Practical View
gcc's Stack Smashing Protector (SSP) was developed by IBM and originally called ProPolice. It is available as a patch for gcc 3.x and has been included by default in gcc since version 4.1. The command line flag -fstack-protector switches SSP on. -fno-stack-protector switches it off. If nothing is specified at the invocation of gcc, whether SSP is switched on or off by default depends on the system and the configuration of gcc. Some systems (like OpenBSD) switch SSP on. Others (like Debian GNU/Linux) switch it off.
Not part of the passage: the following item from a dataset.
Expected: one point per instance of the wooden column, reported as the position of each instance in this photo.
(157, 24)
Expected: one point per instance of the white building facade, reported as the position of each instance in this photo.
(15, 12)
For a practical view, I will use Debian GNU/Linux 6.0.1 with gcc 4.4.5 on a x86_64 system. The test program is vuln.c (Listing One). It suffers from a vulnerability in function vuln(). It uses strcpy() without any previous boundary checks. The buffer buf overflows if more than 20 bytes are provided via parameter str.
#include <string.h>
void vuln(const char *str)
{
char buf[20];
strcpy(buf, str);
}
int main(int argc, char *argv[])
{
vuln(argv[1]);
return 0;
}
Listing One
Depending on the grade of destruction, the program may print a backtrace and perhaps a memory dump. But in all cases, the program detects stack smashing and terminates itself.
Compiler-Added Code
Let's look at the generated assembly code with and without enabled SSP. The following commands generate assembly language code:
gcc -S -o vuln-without-ssp.s -fno-stack-protector vuln.c
gcc -S -o vuln-with-ssp.s -fstack-protector vuln.c
Listings Two and Three show commented versions of the generated assembly code for function vuln().
vuln:
.LFB0:
.cfi_startproc
pushq %rbp ; current base pointer onto stack
.cfi_def_cfa_offset 16
movq %rsp, %rbp ; stack pointer becomes new base pointer
.cfi_offset 6, -16
.cfi_def_cfa_register 6
subq $48, %rsp ; reserve space for
; local variables on stack
; bring arguments from registers onto stack
movq %rdi, -40(%rbp) ; 1st argument from rdi to stack
; prepare parameters for strcpy()
movq -40(%rbp), %rdx ; 1st argument to rdx
leaq -32(%rbp), %rax ; 2nd argument to rax
; call strcpy()
movq %rdx, %rsi ; source address from rdx to rsi
movq %rax, %rdi ; destination address from rax to rdi
call strcpy ; call strcpy()
leave ; clean-up stack
ret ; return
.cfi_endproc
Listing Two
Listing Two shows no surprises. After mandatory preparations, like saving the current content of the base pointer register, the program prepares the stack for local variables. Linux’s typical juggling of arguments given in registers makes the code look a bit more complex. Before calling strcpy(), the source and destination addresses go into rsi and rdi where Linux' strcpy() expects them. When strcpy() terminates, the program cleans up the stack and jumps back to the return address. Listing Two is a typical assembly listing for code generated by a C compiler on Linux.
vuln:
.LFB0:
.cfi_startproc
pushq %rbp ; current base pointer onto stack
.cfi_def_cfa_offset 16
movq %rsp, %rbp ; stack pointer becomes new base pointer
.cfi_offset 6, -16
.cfi_def_cfa_register 6
subq $48, %rsp ; reserve space for
; local variables on stack
; bring arguments from registers onto stack
movq %rdi, -40(%rbp) ; 1st argument from rdi to stack
; SSP's prolog: put canary onto stack
movq %fs:40, %rax ; canary from %fs:40 to rax
movq %rax, -8(%rbp) ; canary from rax onto stack
xorl %eax, %eax ; set rax to zero
; prepare parameters for strcpy()
movq -40(%rbp), %rdx ; 1st argument to rdx
leaq -32(%rbp), %rax ; 2nd argument to rax
; call strcpy()
movq %rdx, %rsi ; source address from rdx to rsi
movq %rax, %rdi ; destination address from rax to rdi
call strcpy ; call strcpy()
; SSP's epilog: check canary
movq -8(%rbp), %rax ; canary from stack to rax
xorq %fs:40, %rax ; original canary XOR rax
je .L3 ; if no overflow -> XOR results in zero
; => jump to label .L3
; if overflow -> XOR results in non-zero
call __stack_chk_fail ; => call __stack_chk_fail()
.L3:
leave ; clean-up stack
ret ; return
.cfi_endproc
Listing Three
Listing Three is similar to Listing Two. The implemented functions are the same, but Listing Three adds SSP to the code. SSP's prolog starts with the first movq statement, adds a canary prototype from address fs:40 into register rax, and from there onto stack. After these steps, register rax is set to zero (by XORing it with itself).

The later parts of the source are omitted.